Os problemas conjugais vividos pelos residentes deprimidos foram significativamente maiores (46%) do que no grupo não-deprimido (7%). Os residentes deprimidos apresentavam história familiar positiva para depressão e episódios depressivos anteriores à Residência em maior proporção (44%) do que os não-deprimidos (14%). Essa diferença dos dois grupos de residentes (deprimidos x não-deprimidos) também se revelou maior quanto a doença psiquiátrica (27% x 11%) e suicídio (25% x 14%) na família.
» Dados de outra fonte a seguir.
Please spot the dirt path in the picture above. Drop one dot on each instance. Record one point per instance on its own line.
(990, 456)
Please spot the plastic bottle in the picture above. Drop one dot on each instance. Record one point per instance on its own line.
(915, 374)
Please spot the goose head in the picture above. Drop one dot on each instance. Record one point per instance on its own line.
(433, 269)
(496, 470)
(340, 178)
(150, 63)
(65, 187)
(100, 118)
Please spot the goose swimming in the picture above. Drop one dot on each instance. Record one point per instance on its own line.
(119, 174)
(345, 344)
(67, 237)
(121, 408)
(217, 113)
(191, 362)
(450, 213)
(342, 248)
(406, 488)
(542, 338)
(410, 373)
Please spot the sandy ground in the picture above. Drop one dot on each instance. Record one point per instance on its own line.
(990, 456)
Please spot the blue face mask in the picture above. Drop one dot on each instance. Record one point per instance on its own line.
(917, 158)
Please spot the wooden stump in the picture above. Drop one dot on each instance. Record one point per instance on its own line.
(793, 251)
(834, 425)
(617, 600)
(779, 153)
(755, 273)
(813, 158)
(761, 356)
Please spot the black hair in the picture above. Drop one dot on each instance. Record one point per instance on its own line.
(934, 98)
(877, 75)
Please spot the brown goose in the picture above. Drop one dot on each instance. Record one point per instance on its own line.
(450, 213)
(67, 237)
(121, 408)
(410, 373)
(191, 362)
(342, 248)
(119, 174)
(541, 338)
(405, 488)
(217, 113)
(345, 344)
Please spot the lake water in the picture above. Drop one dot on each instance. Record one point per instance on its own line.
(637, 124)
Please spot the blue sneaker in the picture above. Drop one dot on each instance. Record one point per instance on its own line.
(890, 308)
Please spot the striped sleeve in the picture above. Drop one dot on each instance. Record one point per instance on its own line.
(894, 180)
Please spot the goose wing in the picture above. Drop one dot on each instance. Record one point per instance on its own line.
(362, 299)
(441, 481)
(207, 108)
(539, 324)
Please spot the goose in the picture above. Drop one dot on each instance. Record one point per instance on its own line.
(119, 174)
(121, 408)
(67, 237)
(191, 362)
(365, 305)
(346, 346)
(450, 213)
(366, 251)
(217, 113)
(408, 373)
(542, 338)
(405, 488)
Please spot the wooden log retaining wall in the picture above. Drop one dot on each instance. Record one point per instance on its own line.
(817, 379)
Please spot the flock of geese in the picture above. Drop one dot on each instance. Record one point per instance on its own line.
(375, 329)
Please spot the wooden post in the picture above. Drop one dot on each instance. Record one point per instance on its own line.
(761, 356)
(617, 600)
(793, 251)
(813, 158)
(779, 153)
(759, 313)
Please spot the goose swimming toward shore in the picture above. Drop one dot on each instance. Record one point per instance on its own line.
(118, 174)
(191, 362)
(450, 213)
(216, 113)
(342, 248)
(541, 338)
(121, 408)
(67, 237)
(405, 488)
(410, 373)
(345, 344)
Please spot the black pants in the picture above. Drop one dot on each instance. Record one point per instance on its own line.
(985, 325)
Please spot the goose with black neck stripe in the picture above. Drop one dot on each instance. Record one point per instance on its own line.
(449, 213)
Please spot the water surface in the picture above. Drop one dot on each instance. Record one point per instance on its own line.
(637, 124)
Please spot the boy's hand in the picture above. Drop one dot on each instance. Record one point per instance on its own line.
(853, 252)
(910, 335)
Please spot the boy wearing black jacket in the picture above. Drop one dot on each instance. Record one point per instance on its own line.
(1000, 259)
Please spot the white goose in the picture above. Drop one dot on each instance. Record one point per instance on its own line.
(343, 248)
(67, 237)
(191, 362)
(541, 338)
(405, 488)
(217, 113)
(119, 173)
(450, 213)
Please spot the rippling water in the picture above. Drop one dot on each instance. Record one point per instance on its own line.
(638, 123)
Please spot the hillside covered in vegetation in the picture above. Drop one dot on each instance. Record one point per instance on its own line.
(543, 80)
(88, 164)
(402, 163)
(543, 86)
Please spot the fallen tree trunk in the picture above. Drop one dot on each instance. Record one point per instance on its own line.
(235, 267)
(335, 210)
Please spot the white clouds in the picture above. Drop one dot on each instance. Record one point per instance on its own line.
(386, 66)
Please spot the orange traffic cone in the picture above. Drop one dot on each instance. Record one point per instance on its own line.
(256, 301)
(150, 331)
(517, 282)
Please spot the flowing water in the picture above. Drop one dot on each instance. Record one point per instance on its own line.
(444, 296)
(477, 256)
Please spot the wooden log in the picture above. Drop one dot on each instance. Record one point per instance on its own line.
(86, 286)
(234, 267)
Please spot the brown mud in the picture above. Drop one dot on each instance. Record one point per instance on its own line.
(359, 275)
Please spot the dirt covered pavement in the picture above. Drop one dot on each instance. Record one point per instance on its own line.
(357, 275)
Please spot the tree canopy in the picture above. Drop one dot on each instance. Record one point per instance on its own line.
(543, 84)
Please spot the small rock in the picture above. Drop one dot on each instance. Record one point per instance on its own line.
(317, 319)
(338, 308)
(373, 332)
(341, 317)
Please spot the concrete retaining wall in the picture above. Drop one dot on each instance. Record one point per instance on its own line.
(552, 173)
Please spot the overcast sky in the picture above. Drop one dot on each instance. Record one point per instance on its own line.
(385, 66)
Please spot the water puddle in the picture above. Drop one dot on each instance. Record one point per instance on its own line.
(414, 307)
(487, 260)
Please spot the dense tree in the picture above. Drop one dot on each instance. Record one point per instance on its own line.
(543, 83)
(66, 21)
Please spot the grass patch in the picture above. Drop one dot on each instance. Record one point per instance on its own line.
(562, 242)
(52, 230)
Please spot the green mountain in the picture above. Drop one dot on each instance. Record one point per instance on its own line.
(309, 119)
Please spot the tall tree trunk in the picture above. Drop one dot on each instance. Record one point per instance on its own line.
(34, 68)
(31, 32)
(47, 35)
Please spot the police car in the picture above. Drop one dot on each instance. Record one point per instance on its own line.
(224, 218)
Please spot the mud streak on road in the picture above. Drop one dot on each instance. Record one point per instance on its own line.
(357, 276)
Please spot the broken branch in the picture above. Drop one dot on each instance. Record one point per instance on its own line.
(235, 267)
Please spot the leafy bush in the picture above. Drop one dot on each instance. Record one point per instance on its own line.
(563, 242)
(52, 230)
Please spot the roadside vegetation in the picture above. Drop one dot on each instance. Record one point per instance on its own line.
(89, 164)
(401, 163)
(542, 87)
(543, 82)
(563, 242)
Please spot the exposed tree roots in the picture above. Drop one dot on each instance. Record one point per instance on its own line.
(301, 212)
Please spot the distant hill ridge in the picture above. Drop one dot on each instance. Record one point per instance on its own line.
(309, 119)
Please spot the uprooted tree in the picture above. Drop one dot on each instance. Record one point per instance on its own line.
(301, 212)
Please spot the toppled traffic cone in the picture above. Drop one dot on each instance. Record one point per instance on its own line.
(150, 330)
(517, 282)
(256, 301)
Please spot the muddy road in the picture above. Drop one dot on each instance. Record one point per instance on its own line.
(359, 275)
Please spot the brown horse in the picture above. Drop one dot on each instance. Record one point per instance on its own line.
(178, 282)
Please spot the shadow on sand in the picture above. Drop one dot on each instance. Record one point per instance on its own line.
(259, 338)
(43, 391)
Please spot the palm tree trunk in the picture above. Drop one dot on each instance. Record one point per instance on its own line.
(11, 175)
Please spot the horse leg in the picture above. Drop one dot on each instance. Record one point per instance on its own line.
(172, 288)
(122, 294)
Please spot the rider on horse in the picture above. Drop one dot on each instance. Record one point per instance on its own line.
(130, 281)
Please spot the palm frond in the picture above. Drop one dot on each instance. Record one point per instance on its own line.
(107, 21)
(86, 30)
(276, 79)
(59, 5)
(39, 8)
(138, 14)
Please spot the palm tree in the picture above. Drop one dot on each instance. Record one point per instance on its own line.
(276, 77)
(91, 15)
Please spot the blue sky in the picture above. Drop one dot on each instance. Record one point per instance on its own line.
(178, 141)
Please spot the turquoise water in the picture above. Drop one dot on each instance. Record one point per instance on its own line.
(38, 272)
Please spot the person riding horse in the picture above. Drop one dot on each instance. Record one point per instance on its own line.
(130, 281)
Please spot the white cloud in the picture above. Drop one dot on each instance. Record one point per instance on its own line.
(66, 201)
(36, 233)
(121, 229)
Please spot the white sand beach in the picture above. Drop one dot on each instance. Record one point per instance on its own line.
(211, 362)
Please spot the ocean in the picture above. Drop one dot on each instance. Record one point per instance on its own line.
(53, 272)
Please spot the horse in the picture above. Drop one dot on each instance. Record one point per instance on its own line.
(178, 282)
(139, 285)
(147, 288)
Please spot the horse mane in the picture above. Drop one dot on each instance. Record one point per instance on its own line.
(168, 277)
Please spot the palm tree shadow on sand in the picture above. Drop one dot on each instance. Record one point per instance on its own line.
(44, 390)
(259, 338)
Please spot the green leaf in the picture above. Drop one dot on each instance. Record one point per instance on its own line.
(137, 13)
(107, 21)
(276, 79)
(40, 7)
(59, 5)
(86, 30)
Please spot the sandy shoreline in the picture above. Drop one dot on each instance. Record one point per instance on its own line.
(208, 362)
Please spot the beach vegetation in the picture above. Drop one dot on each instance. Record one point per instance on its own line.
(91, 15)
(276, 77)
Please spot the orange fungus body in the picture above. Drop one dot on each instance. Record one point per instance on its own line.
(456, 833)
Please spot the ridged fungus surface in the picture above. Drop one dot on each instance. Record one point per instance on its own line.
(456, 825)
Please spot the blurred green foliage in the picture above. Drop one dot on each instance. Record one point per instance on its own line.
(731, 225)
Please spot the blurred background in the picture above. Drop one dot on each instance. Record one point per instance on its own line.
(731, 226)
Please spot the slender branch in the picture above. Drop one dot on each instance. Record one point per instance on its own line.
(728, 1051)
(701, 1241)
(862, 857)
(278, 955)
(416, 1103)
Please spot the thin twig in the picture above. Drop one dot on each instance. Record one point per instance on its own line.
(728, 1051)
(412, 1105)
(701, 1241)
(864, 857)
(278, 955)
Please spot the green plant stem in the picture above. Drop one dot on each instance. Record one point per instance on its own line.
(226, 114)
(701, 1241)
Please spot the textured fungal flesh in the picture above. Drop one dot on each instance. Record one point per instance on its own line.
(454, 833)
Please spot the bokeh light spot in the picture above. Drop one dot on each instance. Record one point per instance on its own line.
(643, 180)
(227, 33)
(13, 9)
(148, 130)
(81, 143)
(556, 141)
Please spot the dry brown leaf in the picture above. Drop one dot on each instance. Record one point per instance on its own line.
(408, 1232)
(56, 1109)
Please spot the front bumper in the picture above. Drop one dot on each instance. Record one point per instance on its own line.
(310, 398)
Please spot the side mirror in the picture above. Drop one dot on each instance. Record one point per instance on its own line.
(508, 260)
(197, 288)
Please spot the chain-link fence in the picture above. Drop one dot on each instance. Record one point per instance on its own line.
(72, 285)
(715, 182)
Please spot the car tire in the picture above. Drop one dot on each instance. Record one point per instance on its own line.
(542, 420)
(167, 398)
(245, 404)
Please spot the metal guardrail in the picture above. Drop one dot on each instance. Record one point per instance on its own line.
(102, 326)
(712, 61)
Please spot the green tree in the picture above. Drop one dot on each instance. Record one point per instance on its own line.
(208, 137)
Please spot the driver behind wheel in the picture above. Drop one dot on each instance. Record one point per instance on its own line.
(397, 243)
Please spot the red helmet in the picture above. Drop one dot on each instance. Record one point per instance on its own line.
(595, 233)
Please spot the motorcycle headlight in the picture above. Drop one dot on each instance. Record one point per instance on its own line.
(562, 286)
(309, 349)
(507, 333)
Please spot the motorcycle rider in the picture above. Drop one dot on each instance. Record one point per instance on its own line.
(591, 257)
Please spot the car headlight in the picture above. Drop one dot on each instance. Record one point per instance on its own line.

Em uma das conclusões do estudo, os autores assim se expressam: "...mudanças na Residência devem ser consideradas. A maioria das depressões ocorreu nos primeiros dois meses da Residência e nada pode ser feito a esse respeito. No entanto, a maioria dos residentes, quando do início do quadro depressivo, estava em estágios que exigiam um grande número de horas de trabalho por semana, e isto é algo que pode ser mudado"21.

Estudos posteriores42,43 referem taxas bastante semelhantes de depressão em residentes de primeiro ano: 27% e 29%, respectivamente. Essas taxas decrescem nos anos subseqüentes para 22%, nos R2, e 10%, nos R3. A prevalência de sintomas depressivos difere não só quanto ao ano de treinamento como também quanto ao serviço pelo qual o residente está estagiando. As mais altas taxas foram encontradas durante os estágios de Enfermaria, Serviço de Emergência e Unidades de Terapia Intensiva42.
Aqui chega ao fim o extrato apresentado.